Chris Brightwell
- Birth name: Chris Brightwell
- Date of birth: 3 December 1984 (age 40)
- Place of birth: Lower Hutt, New Zealand
- Height: 1.9 m (6 ft 3 in)
- Weight: 107 kg (236 lb)
- Occupation(s): Professional rugby union footballer

Rugby union career
- Position(s): Back Row (Typically Number 8)

Amateur team(s)
- Years: Team / Apps / (Points)
- Hawkes Bay /  / ()
- –: Poneke Premiers /  / ()
- –: Wellington Development /  / ()

Senior career
- Years: Team / Apps / (Points)
- 2008–2010: Birmingham and Solihull /  / ()
- 2008: Leicester Lions (loan) /  / ()
- 2009–2010: Bedford Blues /  / ()
- 2010–2011: Sale Sharks / 13 / (10)
- 2013 -: Birmingham Moseley Rugby Club /  / ()

International career
- Years: Team / Apps / (Points)
- 2009–: England Sevens

= Chris Brightwell =

Chris Brightwell is a New Zealand-born rugby union player currently playing for England Sevens. Brightwell appeared for Hawkes Bay, Poneke Premiers and Wellington Development in his home country before moving to Birmingham and Solihull in 2008.

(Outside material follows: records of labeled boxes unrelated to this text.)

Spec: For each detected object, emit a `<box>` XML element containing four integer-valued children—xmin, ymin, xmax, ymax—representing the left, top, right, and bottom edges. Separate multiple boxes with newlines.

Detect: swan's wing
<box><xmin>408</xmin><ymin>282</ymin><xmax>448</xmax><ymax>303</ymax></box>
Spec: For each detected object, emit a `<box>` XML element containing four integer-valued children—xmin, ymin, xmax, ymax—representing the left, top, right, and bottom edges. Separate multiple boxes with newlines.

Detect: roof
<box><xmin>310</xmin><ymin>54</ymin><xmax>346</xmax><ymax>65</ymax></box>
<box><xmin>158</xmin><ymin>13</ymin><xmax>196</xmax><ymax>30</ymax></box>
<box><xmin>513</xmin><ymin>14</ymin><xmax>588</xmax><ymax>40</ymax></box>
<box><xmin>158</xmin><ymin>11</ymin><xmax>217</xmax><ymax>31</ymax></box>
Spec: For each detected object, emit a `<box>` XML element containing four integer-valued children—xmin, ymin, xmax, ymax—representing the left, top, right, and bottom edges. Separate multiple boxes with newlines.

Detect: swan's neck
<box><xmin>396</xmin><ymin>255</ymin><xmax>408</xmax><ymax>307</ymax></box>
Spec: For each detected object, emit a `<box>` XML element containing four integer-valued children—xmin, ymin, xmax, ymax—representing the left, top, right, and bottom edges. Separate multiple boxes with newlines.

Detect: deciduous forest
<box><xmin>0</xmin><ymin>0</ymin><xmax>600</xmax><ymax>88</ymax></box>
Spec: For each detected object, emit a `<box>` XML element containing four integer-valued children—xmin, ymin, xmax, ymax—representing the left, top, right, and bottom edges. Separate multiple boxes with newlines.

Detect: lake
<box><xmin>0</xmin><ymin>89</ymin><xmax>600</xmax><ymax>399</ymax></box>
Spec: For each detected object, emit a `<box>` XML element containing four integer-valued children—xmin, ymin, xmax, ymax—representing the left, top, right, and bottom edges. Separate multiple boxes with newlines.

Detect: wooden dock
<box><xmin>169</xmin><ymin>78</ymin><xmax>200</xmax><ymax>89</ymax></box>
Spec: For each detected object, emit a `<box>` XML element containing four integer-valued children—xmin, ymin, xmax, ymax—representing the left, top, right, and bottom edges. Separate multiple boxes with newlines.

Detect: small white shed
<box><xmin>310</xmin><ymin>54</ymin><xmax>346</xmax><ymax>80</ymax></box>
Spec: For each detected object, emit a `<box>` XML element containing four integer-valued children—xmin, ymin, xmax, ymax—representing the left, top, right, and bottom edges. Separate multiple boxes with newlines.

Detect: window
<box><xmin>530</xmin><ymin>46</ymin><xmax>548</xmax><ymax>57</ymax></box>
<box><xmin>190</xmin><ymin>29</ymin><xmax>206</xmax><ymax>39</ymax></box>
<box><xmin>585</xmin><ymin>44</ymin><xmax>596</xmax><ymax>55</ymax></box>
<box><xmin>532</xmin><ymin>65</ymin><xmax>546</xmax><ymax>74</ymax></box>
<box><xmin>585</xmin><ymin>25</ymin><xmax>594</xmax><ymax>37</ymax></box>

He then signed for Bedford Blues in 2009, before completing a transfer to Premiership side Sale Sharks. During his time at Birmingham and Solihull and Bedford Blues he also competed for England in the IRB World Sevens Series.

Chris was released from Sale at the end of the 2010–2011 season, however was recalled by Ben Ryan to the national sevens side to compete in the inaugural European Sevens Grand Prix during the summer of 2011. In August 2011 he re-signed for Birmingham and Solihull. In June 2013 he joined Moseley.

It was announced on 26 April 2016 by the club that Chris would remain as Captain of Birmingham Moseley Rugby Club for their 2016/17 campaign in National League 1 along with Director of Rugby Kevin Maggs.